# GeoManGear battery recall update



## JCavilia (Sep 12, 2005)

Yesterday I received in the mail my official notice of GeoManGear's MagicShine battery recall. There's an online claim form which requires a PIN that's on the letter. At the end of the online process there's a claim form to print, which must be signed and mailed, accompanied by either the battery itself or a a certification from a battery recycling center that you have disposed of the old one. There's a link to a list of battery recycling centers, and there are lots of them (Radio Shack, Home Depot, others -- 33 locations within 10 miles of my house, a good thing to know, actually). 

I'll let you all know how the process proceeds. Hopefully it won't take too long, but they have repeatedly cautioned that they can't afford to send out all the batteries at once. It's nice to see a small business trying hard to do the right thing. I will go out of my way to patronize them and spread the word.

I'm glad that the winter commute season is over, so being without the light for a while is not a big deal.


----------



## robwh9 (Sep 2, 2004)

*Can you mail the batteries?*

I got the letters (2 battery packs) yesterday too. Can you mail them? Might they burn down the Post Office?


----------



## JCavilia (Sep 12, 2005)

robwh9 said:


> I got the letters (2 battery packs) yesterday too. Can you mail them? Might they burn down the Post Office?


The online guidance says to send them either UPS, with a label that says the contains LiIon batters, or Postal Service, and tell the clerk what's in the box.

Seemed simpler and cheaper to me to go to a recycling center, then mail the letter. Especially when I saw how convenient the re-cyc places are. You have to pick the mail or re-cyc option when you do the online process, so it will print the appropriate form.

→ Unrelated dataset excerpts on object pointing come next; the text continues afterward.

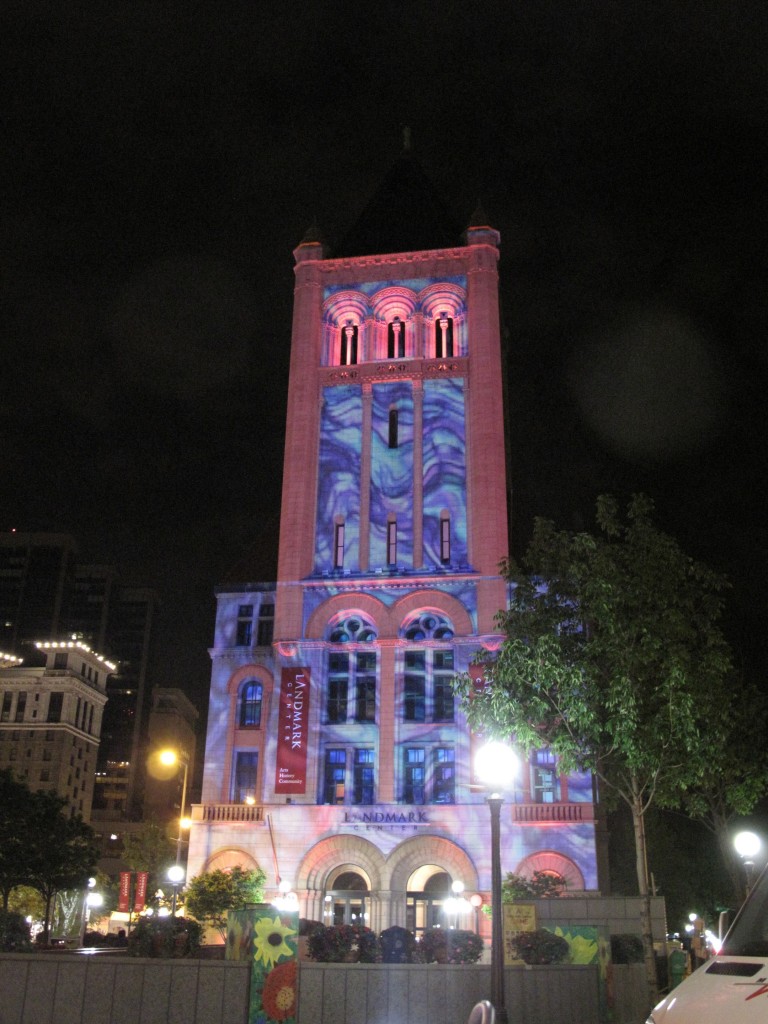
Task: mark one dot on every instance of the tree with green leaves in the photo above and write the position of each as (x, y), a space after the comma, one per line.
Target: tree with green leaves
(611, 640)
(14, 838)
(211, 894)
(150, 849)
(733, 769)
(64, 853)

As for burning down the P.O., I keep in mind that they had 3 reported fires in 19,500 packs, and the fact that I've continued to use mine without incident for more than a year. But I suppose it's a hypothetical concern.


----------



## BryanSayer (Sep 22, 2009)

I've opted to mail mine back. You have to get the letter signed if you go to a recycling center, but I confess I didn't even look to see where they are.


----------



## JCavilia (Sep 12, 2005)

BryanSayer said:


> I've opted to mail mine back. You have to get the letter signed if you go to a recycling center, but I confess I didn't even look to see where they are.


I was a little surprised at how many of these places there are. At least five within a 5-minute bike ride of my house. Good to know when I have batteries to toss. Might as well keep them out of the landfill. And in this case, might as well save a couple bucks on postage.


----------



## rfrancisco (Feb 2, 2004)

Got my letter yesterday and will take it to a local recycle site, found 15+ site within a 5 mile radius of my home. Thanks GeoMan.


----------



## ElvisMerckx (Oct 11, 2002)

Any of you received your replacement battery yet? I sent my form in 3 weeks ago and still no battery.


----------



## JoelS (Aug 25, 2008)

No, net yet.


----------



## KWL (Jan 31, 2005)

Got my replacement battery today. Just in time for a possible very late night at work in a couple of weeks. 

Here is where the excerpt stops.